Automated Kubernetes Pod Restarting Analysis with StackPulse
Customer-facing incidents and outages often get the majority of attention, but the low severity alerts that get raised in masses every day can be just as important when working to improve overall reliability.
Just because an alert has been flagged as low severity, and doesn’t have an immediate impact on the end-users, doesn’t mean the underlying cause can be safely ignored. It could be the first sign of growing service instability, or a key factor in a critical incident yet to come.
But trying to analyze and triage every low severity alert comes with downsides — and is, sometimes, simply impossible. Increased toil and alert fatigue, decreased focus on the major incidents, and reduced time for innovation and overall reliability are just a few of the issues that can arise from time spent overanalyzing low severity alerts.

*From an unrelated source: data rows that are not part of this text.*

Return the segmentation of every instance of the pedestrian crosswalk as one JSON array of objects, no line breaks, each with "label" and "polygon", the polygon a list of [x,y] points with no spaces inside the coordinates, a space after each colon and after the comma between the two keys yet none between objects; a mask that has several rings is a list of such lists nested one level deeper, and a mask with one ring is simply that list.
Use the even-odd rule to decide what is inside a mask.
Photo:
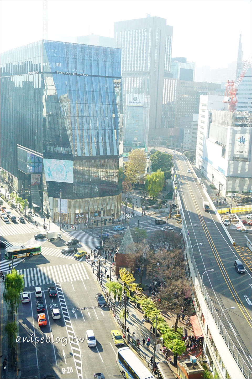
[{"label": "pedestrian crosswalk", "polygon": [[25,234],[37,232],[37,228],[32,224],[13,224],[10,222],[1,226],[0,234],[2,236],[15,235],[16,234]]},{"label": "pedestrian crosswalk", "polygon": [[19,273],[24,276],[25,287],[89,279],[82,264],[40,266],[19,270]]},{"label": "pedestrian crosswalk", "polygon": [[0,262],[0,271],[2,271],[3,273],[7,272],[8,273],[12,268],[14,268],[16,266],[21,263],[23,259],[25,258],[22,258],[21,259],[18,258],[17,259],[13,259],[12,263],[11,260],[8,260],[8,259],[4,258]]}]

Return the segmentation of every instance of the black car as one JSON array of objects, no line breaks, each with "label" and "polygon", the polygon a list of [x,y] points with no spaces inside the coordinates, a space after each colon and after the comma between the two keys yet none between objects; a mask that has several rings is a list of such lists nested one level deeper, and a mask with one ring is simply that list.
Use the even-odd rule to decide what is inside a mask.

So every team is left with a risk-balancing exercise: How do you effectively focus on the most important things (critical incidents, innovation), while ensuring the small details (low severity alerts) don’t end up causing you even more pain?
At StackPulse, we’ve struck this balance with our reliability as code approach by automating the manual analysis steps for low severity alerts. This saves time our on-call developers may have spent on toil, helps us identify issues before they become incidents, and reduces the amount of time we spend fighting fires or buried in logs for low severity alerts.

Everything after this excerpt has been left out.